If the -i or -I flags are used in conjunction with the -R flag, an incremental replication stream is generated. The current values of properties, and current snapshot and file system
names are set when the stream is received. If the -F flag is specified when this stream is received, snapshots and file systems that do not exist on the sending side are destroyed.
If the -R flag is used to send encrypted datasets, then -w must also be specified.
In this case this should work:
/sbin/syncoid --recursive --force-delete --sendoptions="Rw" zpool/backups zfs-recv@10.29.3.27:zpool/backups
Monitorization⚑
You can monitor this issue with loki using the next alerts:
groups:
- name: zfs
rules:
- alert: SyncoidCorruptedSnapshotSendError
expr: |
count_over_time({syslog_identifier="syncoid_send_backups"} |= `cannot receive incremental stream: invalid backup stream` [15m]) > 0
for: 0m
labels:
severity: critical
annotations:
summary: "Error trying to send a corrupted snapshot at {{ $labels.hostname}}"

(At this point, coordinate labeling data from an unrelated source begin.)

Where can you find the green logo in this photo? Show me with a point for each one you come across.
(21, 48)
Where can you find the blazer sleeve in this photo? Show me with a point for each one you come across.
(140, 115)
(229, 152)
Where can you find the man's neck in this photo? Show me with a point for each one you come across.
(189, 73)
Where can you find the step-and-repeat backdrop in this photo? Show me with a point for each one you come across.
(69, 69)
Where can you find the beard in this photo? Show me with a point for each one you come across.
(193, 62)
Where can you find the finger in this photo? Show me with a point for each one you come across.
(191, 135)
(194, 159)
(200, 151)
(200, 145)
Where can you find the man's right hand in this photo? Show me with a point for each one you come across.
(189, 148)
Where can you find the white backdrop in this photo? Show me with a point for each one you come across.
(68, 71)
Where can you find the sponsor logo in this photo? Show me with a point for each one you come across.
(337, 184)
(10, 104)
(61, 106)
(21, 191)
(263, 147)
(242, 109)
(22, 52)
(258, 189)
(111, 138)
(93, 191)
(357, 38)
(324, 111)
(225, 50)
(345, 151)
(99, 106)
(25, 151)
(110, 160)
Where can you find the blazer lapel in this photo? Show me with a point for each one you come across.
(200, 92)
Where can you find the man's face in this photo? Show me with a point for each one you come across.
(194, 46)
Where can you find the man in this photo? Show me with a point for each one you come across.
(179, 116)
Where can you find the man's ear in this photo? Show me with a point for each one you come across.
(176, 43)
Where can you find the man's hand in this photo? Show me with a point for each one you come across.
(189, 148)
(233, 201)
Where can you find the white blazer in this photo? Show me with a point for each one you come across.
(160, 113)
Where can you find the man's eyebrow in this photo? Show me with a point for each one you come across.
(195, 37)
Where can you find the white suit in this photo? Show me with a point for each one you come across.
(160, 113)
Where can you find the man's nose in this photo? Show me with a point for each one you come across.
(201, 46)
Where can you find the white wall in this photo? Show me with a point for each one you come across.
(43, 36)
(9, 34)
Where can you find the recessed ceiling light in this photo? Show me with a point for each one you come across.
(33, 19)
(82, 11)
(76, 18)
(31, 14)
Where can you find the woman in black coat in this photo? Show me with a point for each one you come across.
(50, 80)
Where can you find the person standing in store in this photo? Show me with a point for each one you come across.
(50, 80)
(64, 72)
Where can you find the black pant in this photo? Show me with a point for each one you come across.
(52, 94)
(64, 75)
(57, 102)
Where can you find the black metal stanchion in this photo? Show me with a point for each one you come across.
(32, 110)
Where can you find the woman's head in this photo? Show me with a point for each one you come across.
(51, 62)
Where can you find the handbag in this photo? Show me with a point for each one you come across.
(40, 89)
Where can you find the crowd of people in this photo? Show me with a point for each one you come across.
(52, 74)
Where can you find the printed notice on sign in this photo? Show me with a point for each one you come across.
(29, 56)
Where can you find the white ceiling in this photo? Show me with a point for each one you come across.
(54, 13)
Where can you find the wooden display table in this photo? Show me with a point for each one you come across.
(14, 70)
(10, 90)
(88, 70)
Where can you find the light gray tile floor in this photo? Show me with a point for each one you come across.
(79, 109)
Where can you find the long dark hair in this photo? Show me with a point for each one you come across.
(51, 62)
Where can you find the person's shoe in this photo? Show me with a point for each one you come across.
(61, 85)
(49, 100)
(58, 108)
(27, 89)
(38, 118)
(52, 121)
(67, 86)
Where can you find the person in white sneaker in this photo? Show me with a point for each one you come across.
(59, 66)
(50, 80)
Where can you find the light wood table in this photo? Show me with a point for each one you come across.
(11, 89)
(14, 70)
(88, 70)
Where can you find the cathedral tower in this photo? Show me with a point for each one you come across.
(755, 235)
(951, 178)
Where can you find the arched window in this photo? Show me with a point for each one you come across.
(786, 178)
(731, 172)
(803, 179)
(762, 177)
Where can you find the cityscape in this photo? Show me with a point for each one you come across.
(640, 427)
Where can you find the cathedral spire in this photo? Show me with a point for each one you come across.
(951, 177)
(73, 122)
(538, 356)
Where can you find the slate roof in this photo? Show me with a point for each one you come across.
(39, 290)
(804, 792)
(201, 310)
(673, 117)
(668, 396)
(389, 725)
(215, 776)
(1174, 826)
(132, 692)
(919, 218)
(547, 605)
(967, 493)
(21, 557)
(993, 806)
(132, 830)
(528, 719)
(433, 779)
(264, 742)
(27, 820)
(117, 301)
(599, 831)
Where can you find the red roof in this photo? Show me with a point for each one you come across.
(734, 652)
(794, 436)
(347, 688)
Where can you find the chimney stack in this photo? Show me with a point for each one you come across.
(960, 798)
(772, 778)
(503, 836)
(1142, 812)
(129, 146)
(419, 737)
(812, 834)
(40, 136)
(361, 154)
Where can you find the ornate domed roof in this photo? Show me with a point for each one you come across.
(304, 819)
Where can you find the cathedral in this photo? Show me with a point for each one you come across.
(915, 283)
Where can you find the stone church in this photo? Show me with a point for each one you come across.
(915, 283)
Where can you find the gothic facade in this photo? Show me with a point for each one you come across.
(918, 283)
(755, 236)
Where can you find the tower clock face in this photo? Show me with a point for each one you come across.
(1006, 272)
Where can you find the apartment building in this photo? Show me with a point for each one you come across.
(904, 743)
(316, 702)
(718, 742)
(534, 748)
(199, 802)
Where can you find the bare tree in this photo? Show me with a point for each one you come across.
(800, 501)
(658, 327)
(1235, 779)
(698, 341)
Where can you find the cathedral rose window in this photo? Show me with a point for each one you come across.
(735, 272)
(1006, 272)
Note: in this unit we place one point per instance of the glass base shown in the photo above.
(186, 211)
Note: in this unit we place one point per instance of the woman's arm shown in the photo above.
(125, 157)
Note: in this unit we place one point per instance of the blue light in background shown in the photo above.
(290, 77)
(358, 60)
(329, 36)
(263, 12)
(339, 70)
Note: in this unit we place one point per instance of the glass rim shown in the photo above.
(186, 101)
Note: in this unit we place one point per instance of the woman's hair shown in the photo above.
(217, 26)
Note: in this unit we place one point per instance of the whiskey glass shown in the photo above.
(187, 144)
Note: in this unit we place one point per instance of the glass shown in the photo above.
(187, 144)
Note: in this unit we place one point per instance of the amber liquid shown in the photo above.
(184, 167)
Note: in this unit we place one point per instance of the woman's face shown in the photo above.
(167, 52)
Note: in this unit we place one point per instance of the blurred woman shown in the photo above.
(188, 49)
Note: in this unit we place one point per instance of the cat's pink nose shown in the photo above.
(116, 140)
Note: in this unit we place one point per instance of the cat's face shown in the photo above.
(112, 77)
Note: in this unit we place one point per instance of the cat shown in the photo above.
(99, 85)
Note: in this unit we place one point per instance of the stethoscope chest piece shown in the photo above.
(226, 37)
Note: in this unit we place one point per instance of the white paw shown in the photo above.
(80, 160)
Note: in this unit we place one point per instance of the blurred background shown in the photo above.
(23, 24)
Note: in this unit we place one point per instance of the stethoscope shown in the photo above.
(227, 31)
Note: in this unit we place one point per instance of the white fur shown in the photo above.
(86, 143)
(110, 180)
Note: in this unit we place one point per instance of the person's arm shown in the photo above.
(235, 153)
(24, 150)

message: "Look at the context on loki to identify the snapshot in question. Delete it and then run the sync again"
- alert: SanoidNotRunningError
expr: |
sum by (hostname) (count_over_time({job="systemd-journal", syslog_identifier="sanoid"}[1h])) or sum by (hostname) (count_over_time({job="systemd-journal"}[1h]) * 0)
for: 0m
labels:
severity: critical
annotations:
summary: "Sanoid has not shown signs to be alive for the last hour at least in arva and helm"
- alert: ErrorInSanoidLogs
expr: |
count_over_time({job="systemd-journal", syslog_identifier="sanoid"} |= `ERROR` [5m])
for: 1m
labels:
severity: critical
annotations:
summary: "Errors found on sanoid log at {{ $labels.hostname}}"
- alert: SlowSpaSyncZFSError
expr: |
count_over_time({job="zfs"} |~ `spa_deadman.*slow spa_sync` [10m]) > 0
for: 0m
labels:
severity: critical
annotations:
summary: "Slow sync traces found in the ZFS debug logs at {{ $labels.hostname}}"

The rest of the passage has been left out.